History of Hip Hop at SXSW From Keith to Khalifa

South by Southwest has become a Hip Hop Mecca in recent years, with seemingly everyone from big names to rising artists coming to Austin every year for the pub and the party. But that wasn’t always the case. “We’d hear the same thing every time we called New York,” says former SXSW booker Matt Sonzala. “’Why should I send my act to your hippie music festival down in Texas?’ But things started changing about five years ago.”

With the likes of Eminem, Jay Z, Kanye West, M.I.A., Public Enemy, Wiz Khalifa, Lil’ Wayne, Nas and on and on, perfoming at SXSW in recent years, Austin has become THE place to be in mid-March.

You have to credit Kool Keith’s Ultramagnetic MC’s, who came down from the Bronx in 1990 to play Raven’s (a country music club that would evolve into punk haven Emo’s), with paving the way. Then, Homer Hill’s Catfish Station on Sixth Street fostered an adventurous breed of hip hop artists, such as Del Tha Funkee Homosapien, Atmosphere and Hieroglyphics, who played SXSW at the beginning of their careers. The Fugees were the first platinum-selling hip hop act to play SXSW in 1996, the year Stubb’s opened, when their album The Score was #3 in the country..

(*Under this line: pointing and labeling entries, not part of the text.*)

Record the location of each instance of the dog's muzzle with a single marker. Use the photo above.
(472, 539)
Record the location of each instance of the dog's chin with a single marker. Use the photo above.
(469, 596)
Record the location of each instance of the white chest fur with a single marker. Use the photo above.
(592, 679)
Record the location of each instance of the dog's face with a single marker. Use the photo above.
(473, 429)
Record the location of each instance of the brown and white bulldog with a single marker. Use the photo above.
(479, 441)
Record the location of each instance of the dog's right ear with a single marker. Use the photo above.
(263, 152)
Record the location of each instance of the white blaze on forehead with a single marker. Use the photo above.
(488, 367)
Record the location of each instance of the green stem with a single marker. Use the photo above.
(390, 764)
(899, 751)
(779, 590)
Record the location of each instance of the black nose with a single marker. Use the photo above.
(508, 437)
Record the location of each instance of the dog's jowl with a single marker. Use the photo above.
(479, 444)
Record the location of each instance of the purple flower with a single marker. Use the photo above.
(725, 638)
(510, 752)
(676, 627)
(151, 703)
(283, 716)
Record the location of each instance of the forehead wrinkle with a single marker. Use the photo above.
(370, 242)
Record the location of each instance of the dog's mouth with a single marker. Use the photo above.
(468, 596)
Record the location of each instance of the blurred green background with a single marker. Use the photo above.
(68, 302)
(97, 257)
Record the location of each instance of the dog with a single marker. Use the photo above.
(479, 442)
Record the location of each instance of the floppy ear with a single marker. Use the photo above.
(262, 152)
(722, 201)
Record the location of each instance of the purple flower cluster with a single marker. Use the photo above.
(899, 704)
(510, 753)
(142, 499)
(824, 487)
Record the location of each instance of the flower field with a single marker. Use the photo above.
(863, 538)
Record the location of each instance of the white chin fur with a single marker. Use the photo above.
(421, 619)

Sonzala recalls one SXSW 1995 show at Catfish Station as an especially vivid turning point. “We all know her as Erykah Badu, but back then she went by Erykah Free,” he says. “She got up and did a couple songs with (Dallas collective) Heads-N-Dreads that caused people to just lose their shit!” Kwasar from the Heads did a duet with Erykah on “Stay Away,” then yielded center stage to the then-unsigned singer, who performed “On and On,” which would turn the music biz on its ear two years later.

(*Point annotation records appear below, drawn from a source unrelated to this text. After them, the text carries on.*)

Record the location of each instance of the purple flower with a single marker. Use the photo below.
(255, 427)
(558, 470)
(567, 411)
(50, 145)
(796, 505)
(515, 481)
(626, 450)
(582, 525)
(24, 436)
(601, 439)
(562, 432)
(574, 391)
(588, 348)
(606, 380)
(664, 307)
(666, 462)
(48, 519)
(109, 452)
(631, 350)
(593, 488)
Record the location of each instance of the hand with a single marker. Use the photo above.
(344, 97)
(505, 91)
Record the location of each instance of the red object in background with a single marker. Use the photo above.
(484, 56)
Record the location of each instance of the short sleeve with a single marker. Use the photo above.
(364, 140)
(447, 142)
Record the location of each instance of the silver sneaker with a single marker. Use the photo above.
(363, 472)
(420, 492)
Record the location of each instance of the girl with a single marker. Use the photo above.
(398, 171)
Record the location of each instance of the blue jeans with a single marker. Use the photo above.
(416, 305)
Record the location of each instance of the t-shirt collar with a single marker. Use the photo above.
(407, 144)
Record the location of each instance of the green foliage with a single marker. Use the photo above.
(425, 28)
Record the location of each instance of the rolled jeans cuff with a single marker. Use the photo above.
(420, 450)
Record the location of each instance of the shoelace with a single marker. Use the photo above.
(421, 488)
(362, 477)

By 2000, rap had arrived with showcases (presented in conjunction with Hip Hop Mecca) featuring such rhymesmiths as Chuck D, Doug E. Fresh, Blackalicious, South Park Mexican, Dead Prez, Big Daddy Kane and Jungle Brothers.

If you’re looking for one entire show that started the rapfire, Sonzala says it was the 2004 showcase at Aussie’s featuring Bun B, Dizzie Rascal, Paul Wall, Chamillionaire, Michael 5000 Watts and more. “I pitched SXSW on a Murder Dog (magazine) showcase, with all the big Southern rappers,” recalls Sonzala, and I got back a email from Craig Stewart (of SXSW) that included only the subject line, ‘Do you really think you could do this?’” Although “Dirty South” hip hop, with its “screwed and chopped” remixes had exploded all over the world, there was no live tradition of the form. “These guys from Houston never played on a real stage before,” says Sonzala. “They might do a set at a car show or some shitty disco, but a music festival? What’s that?” The crowd at Aussie’s was about 50% white and about 20% badges- and the response was emphatic.

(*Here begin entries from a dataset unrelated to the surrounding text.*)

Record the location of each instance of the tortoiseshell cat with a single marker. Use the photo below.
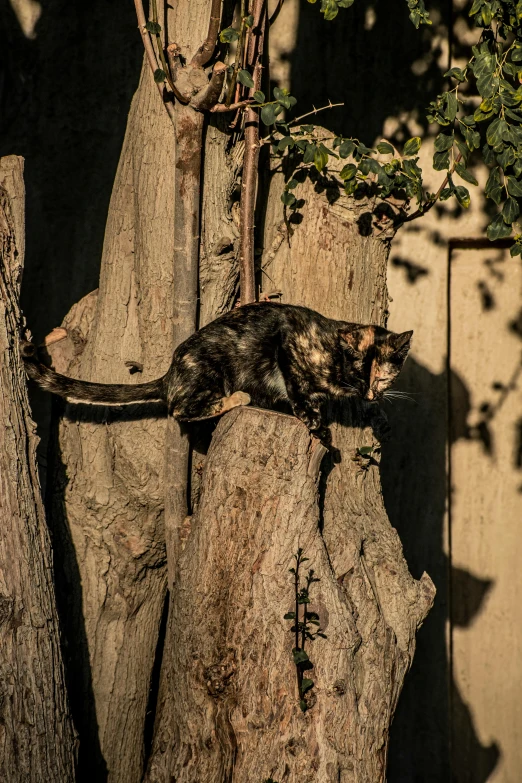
(261, 353)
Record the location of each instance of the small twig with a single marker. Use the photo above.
(207, 98)
(206, 50)
(427, 208)
(221, 107)
(250, 163)
(276, 13)
(315, 111)
(239, 54)
(151, 57)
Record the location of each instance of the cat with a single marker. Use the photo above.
(267, 354)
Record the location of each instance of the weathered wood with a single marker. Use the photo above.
(36, 735)
(235, 711)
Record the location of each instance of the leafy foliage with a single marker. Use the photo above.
(305, 629)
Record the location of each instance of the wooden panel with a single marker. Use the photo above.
(486, 515)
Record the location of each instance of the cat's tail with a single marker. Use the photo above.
(90, 393)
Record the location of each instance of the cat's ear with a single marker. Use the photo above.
(350, 336)
(400, 344)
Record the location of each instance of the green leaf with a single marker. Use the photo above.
(510, 210)
(465, 174)
(495, 131)
(463, 196)
(268, 114)
(441, 161)
(507, 157)
(346, 148)
(411, 147)
(514, 187)
(309, 154)
(228, 35)
(451, 106)
(153, 27)
(320, 157)
(493, 189)
(456, 73)
(348, 171)
(330, 9)
(286, 141)
(444, 141)
(245, 78)
(497, 229)
(300, 656)
(306, 684)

Sonzala says the late addition of London “grime” pioneer Dizzee Rascal to the bill added a lot of heat and solidified hip hop’s international status. “Dizzee’s people didn’t want him on a showcase with rock bands, so when they saw that there was a bill with Southern rappers, especially Bun B of UGK, that’s where he wanted to be.” Rascal met Bun B at a party Houston label owner Randall Jamail threw for Slim Thug that afternoon and the pair became instant brothers. “Imagine” was the name of the two-minute spitfire recital that ended Rascal’s set that night and ended up on the B-side of his next single “Dream.”

The show at Aussie’s spiked Houston hip hop’s imagination. “It was, basically, on a beach volleyball court at a bar way off the beaten track,” says Sonzala, “but Bun B has said that show opened up the whole world for him. I think it was the first time they saw what kind of impact their music was having.”